Already in EY UK no degrees are needed for employment
The biggest challenge and commodity will be the skills gap: critical thinking, problem solving, communication, leadership and ownership will be highly valued
So how do we bridge the gap?
What’s wrong with the way we learn? The education system isn’t geared for the knowledge economy….
Vocational training schools need to get mixed in with high tech. (No degree, actual training using holograms for surgeons (Google: HoloLens))
The future of work
It’s no longer linear. There are a lot of stop- starts and career changes
Hybrid skills will be needed
Organisations will hire for attitude, and retrain for skills (this will fix the millennial churn)

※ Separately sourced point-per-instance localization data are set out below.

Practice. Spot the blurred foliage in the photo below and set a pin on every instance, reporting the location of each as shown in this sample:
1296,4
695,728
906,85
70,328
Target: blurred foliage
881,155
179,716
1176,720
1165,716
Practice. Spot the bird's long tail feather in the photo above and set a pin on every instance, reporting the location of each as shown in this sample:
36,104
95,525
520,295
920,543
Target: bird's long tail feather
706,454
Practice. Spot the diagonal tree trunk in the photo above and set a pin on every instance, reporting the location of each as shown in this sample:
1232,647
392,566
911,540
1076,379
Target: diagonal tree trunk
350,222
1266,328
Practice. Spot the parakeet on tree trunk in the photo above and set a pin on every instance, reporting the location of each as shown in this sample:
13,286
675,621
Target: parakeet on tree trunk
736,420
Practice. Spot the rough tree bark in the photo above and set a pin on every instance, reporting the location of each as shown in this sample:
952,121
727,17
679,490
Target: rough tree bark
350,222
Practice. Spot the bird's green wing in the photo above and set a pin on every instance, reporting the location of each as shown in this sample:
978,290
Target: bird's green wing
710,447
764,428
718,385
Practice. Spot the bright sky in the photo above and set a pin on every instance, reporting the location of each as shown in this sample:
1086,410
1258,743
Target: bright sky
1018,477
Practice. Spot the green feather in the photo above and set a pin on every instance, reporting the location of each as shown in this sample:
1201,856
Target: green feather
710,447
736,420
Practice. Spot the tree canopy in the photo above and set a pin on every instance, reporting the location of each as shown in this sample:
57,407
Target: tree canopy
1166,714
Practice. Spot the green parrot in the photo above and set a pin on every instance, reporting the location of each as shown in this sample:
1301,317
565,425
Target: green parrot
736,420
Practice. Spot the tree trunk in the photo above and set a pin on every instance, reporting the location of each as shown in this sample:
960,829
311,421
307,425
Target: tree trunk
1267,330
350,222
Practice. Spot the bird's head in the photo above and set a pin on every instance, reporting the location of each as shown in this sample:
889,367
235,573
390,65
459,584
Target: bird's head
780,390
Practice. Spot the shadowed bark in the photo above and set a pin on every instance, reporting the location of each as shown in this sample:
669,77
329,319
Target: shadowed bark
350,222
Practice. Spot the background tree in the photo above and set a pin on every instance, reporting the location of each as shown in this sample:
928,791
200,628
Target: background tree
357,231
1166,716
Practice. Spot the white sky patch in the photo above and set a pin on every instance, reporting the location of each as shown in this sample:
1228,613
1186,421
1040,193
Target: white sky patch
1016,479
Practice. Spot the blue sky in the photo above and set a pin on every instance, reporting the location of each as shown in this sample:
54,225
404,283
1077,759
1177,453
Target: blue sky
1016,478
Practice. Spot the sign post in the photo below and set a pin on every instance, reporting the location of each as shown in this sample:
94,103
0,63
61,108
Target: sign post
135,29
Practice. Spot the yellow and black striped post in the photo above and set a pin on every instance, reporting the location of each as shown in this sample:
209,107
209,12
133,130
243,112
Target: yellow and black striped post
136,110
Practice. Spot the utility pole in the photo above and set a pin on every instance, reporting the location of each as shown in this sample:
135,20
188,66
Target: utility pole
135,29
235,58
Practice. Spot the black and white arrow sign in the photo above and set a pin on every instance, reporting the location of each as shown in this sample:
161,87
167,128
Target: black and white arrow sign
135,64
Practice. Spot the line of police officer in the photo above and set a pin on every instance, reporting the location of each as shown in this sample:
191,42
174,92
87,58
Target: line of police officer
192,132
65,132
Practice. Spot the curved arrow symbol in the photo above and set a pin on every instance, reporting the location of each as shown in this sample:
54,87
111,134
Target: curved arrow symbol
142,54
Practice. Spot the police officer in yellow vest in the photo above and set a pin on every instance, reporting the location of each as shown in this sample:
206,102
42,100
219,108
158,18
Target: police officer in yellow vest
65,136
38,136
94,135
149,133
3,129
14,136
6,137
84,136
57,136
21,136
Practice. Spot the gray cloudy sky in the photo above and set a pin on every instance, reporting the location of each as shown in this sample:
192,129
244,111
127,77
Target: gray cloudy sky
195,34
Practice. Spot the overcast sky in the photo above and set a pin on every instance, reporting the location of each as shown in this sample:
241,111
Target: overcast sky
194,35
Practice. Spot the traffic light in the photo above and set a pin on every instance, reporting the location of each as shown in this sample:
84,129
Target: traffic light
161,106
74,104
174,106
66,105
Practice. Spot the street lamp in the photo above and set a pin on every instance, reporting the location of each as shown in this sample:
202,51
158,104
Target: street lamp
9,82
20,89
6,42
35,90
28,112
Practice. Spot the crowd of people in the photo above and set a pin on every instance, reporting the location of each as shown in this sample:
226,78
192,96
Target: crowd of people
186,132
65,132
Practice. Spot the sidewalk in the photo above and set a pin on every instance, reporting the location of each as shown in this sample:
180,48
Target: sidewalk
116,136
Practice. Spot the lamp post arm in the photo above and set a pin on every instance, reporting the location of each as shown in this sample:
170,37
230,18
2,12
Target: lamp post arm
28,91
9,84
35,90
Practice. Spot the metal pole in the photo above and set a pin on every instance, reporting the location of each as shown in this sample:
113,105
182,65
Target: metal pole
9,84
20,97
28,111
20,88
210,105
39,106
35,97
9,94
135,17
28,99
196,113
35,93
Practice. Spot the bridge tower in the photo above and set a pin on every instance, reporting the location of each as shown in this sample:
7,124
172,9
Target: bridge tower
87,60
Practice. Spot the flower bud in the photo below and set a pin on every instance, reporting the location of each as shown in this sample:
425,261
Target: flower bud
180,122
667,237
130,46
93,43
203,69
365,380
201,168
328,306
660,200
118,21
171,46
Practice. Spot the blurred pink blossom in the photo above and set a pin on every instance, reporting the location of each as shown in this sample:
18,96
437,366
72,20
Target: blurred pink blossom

Nomadic work swarms. You don’t have to watch an employee working to know that they are getting work done. (reskill yourself to do what you want to do, get your work life flexibility by doing what pays the bills while leaving time for passion projects)
Remote flexi-working options and productivity impact
The impact of the female century will see an increases profitability in companies
Millennials see mentors as people they can take advice from and give advice to.
Jobs of the future- what will they look like?
Things related to drones, coding, virtual reality, UX (We will see skill and career combos that have never existed before such as Life Coaches with an IT background etc.)
Rwanda; the South Korea of the technology realm… delivering blood samples to hard to reach hospitals via drone technology
Ultimately, organizations and their staff must understand the movements of their industries in order to stay relevant in their environment and careers respectively. Nothing can be taken for granted anymore.
I am especially excited though to see how resourceful individuals will become with their toolkit of skills and how they will couple what they know in order to excel in the digital age where their customers are just as, if not more aware of what they need, how they want it and what their service providers must do in order to ensure excellent delivery in a radical and client- centric way.